Leap year adds 6 hours to each year. Instead of 5 hours + don't remember how many minutes. Every 100 years it brings extra day which is compensated by making "00" years not leap. But every 2000 years it brings one missing day which was compensated by making year 2000 a leap one.
_____________
Code for TallyGenerator
December 8, 2006 at 9:33 pm
The rule for leap years is...
Any year evenly divisible by 4 unless it is evenly divisible by 100 in which case it must also be evenly divisible by 400 to be a leap year.

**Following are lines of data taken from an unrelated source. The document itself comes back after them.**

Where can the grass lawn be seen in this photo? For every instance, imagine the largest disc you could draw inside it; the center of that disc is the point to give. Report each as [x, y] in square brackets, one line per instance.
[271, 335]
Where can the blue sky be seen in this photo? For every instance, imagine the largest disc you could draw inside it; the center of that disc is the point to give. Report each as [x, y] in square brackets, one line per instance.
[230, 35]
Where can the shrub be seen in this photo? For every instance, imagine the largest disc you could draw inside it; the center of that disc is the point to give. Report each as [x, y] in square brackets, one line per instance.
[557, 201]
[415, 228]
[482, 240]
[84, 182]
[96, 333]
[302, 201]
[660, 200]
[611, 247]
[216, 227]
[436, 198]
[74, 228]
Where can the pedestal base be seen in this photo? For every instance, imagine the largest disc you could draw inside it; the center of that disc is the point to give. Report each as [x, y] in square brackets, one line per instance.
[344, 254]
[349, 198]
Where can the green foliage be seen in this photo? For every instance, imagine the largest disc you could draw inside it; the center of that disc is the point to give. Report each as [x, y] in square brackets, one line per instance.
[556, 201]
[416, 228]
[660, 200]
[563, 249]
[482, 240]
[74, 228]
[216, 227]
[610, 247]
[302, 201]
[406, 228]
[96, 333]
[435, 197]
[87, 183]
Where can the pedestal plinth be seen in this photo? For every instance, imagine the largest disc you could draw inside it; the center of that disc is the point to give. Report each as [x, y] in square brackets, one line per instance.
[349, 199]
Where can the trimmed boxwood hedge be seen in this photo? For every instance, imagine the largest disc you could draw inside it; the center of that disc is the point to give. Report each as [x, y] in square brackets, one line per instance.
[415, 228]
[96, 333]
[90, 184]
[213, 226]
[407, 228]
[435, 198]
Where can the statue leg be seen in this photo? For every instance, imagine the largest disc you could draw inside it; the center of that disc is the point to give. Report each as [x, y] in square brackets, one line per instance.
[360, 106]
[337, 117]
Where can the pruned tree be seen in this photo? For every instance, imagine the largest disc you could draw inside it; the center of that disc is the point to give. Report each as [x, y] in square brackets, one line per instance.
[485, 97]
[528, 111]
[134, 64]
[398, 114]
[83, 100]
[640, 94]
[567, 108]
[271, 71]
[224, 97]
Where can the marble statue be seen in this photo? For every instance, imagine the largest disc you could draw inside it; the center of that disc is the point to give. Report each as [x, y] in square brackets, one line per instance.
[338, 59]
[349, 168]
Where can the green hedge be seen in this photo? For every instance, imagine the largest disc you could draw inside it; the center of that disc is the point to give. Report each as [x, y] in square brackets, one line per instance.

It was the oversight of the last part (400) of that rule that was one of the causes of the Y2K fiasco.
http://www.google.com/search?hl=en&q=DEFINITION+OF+%22LEAP+YEAR%22&btnG=Google+Search
http://www.answers.com/topic/leap-year
http://www.computeruser.com/resources/dictionary/definition.html?lookup=7281
http://www.nmm.ac.uk/server/show/conWebDoc.349
...etc...
--Jeff Moden
Change is inevitable... Change for the better is not.
December 8, 2006 at 9:44 pm
P.S.
I hope to live long enough to see what happens when the pants fall off of the SmallDateTime datatype on 2079-06-07 00:00:00.000
And why the heck are you passing integers as dates between systems? As you have found out, it's a sure fire way to not get the correct date
And, as Lynn said... VB is flat out wrong... there is no 19000229... so is MS-Excel (version 97 and 2003 are, anyway) and a couple of other wonderful MS products.
Pass date strings between apps using the ISO format (yyyymmdd) or you're just begging for late deliveries, etc.
--Jeff Moden
Change is inevitable... Change for the better is not.
December 9, 2006 at 2:24 am
When you pray for long life ask nt only for yourself. Pray also for Microsoft stil to be there and support current version of MS SQL Server.
_____________
Code for TallyGenerator
December 9, 2006 at 2:43 am
I have to pas integers as dates because I'm converting from the Greforian style. So, 732312 equals to 1/1/2006. I have to subtract 1900*365.25+14+365 to get the datevalue (integer) in any other date format. I used to do this in Access, but I converted my app to C# and SQL Server and I noticed the difference in the outcome of the dateconversion (fortnunately in time).
December 9, 2006 at 12:34 pm
"Greforian?" Do you mean "Gregorian" ? Do you have a link that explains why 732312 equals to 1/1/2006? Might be able to pull a rabbit out of the hat if I knew...
--Jeff Moden
Change is inevitable... Change for the better is not.